Reproduce Docker images produced by Guix
shell the smoothie
Docker images are smoothie, right? They lack transparency and it is hard nor impossible to know what is strawberry or whale oil, right? Although containers are efficient way to ship things, the core question is how these things are produced.
The aim of this post is to demonstrate that the issue is not Docker images by themselves, instead the concrete question when speaking about reproducibility, is: from where the binaries come and using which tool for supplying?
This scenario had been initially written as comment when reviewing patch#45919.
Alice generates
Alice is working on a standard scientific stack using Python. Therefore,
she stores along her project the files manifest.scm
containing the package
set and channels.scm
containing the state of Guix (other said the
version). Owning these two files allows to replay using guix time-machine
the exact same computational environment.
Concretely, manifest.scm
reads,
(specifications->manifest (list "python" "python-numpy"))
and guix describe -f channels returns,
(list (channel (name 'guix) (url "https://git.savannah.gnu.org/git/guix.git") (commit "fb32a38db1d3a6d9bc970e14df5be95e59a8ab02") (introduction (make-channel-introduction "9edb3f66fd807b096b48283debdcddccfea34bad" (openpgp-fingerprint "BBB0 2DDF 2CEA F6A8 0D1D E643 A2A0 6DF2 A33A 54FA")))))
So far, so good. Because Alice needs to run this stack on some infrastructure not running Guix but instead running Docker, she just pack her scientific stack with something along this line,
$ guix pack -f docker --save-provenance -m manifest.scm
The next step might depend. One solution is to locally load the generated tarball using Docker tools, something along this line,
$ docker load < /gnu/store/6rga6pz60di21mn37y5v3lvrwxfvzcz9-python-python-numpy-docker-pack.tar.gz Loaded image: python-python-numpy:latest $ docker images REPOSITORY TAG IMAGE ID CREATED SIZE python-python-numpy latest ea2d5e62b2d2 51 years ago 431MB
then docker push
to a convenient registry. The second solution is to
transfer the previous tarball as any other data to the other infrastructure
and run overthere the previous Docker commands.

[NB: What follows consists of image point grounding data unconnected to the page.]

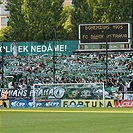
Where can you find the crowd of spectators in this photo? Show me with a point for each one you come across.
(24, 71)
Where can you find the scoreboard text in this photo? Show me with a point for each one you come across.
(101, 33)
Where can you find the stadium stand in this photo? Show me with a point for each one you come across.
(22, 72)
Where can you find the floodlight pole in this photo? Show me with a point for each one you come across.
(2, 67)
(54, 38)
(106, 62)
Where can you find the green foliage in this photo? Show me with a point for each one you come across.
(81, 13)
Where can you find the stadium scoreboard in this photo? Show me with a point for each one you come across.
(95, 36)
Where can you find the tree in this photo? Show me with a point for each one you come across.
(42, 17)
(81, 13)
(16, 20)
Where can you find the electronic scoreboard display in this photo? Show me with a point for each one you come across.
(106, 32)
(96, 36)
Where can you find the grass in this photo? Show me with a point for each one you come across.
(66, 120)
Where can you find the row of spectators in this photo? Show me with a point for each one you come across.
(24, 71)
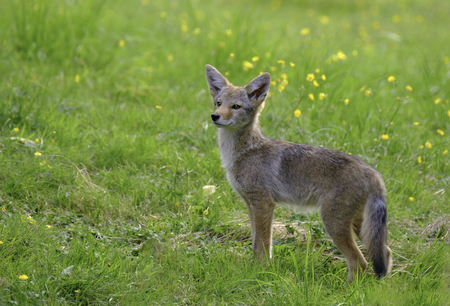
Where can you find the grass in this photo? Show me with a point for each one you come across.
(106, 143)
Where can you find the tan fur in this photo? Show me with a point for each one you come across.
(349, 194)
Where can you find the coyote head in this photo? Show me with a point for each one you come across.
(236, 107)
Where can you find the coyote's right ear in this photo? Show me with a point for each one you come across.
(216, 81)
(257, 89)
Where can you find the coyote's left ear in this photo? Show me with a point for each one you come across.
(257, 89)
(216, 81)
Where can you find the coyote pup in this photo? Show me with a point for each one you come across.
(349, 193)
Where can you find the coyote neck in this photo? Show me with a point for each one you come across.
(233, 143)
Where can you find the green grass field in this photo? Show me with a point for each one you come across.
(106, 144)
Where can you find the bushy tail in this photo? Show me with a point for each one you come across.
(374, 234)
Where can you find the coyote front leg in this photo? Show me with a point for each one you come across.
(260, 213)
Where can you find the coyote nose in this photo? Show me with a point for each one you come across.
(215, 117)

For the sake on the demonstration, on the other machine, it just works:
$ docker run -ti python-python-numpy:latest python3 Python 3.8.2 (default, Jan 1 1970, 00:00:01) [GCC 7.5.0] on linux Type "help", "copyright", "credits" or "license" for more information. >>> import numpy as np import numpy as np >>> A = np.array([[1,0,1],[0,1,0],[0,0,1]]) A = np.array([[1,0,1],[0,1,0],[0,0,1]]) >>> _, s, _ = np.linalg.svd(A); s; abs(s[0] - 1./s[2]) _, s, _ = np.linalg.svd(A); s; abs(s[0] - 1./s[2]) array([1.61803399, 1. , 0.61803399]) 0.0 >>> quit()
Neat!
On a side note, the Docker image is directly produced by Guix. Other said,
Guix manages everything, from the binary packages and all the requirements
to the Docker image itself – no Dockerfile
involved. In other words, this
Docker image is just a container format among many others, for instance
guix pack -f squashfs --save-provenance -m manifest.scm
will generate a
Singularity image (other container format) with the exact same binaries
inside.
Bob redo later and elsewhere
Bob works with the Alice’s Docker image. He needs to run this exact same versions on another infrastructure using plain relocatable tarballs, for example. Or he needs to scrutinize how all the binaries in this stack are produced, because maybe he found a bug and want to know if all the results obtained with this Docker image are correct or not, or maybe he wants to study a specific aspect to better understand a specific result. Well, Bob is doing Science and thus Bob needs transparency.
The files manifest.scm
and channels.scm
sadly disappeared long time ago.
Probably at the end the Alice’s postdoc. If the Docker image had been
produced with Dockerfile
, then game over!
Hopefully, Bob remembers this Docker image had been produced with Guix
(pack --save-provenace
). Let get the recipe of the smoothie.
Here the tricks! First, let start the container which eases the export to plain tarball. Second, let extract the embedded Guix profile.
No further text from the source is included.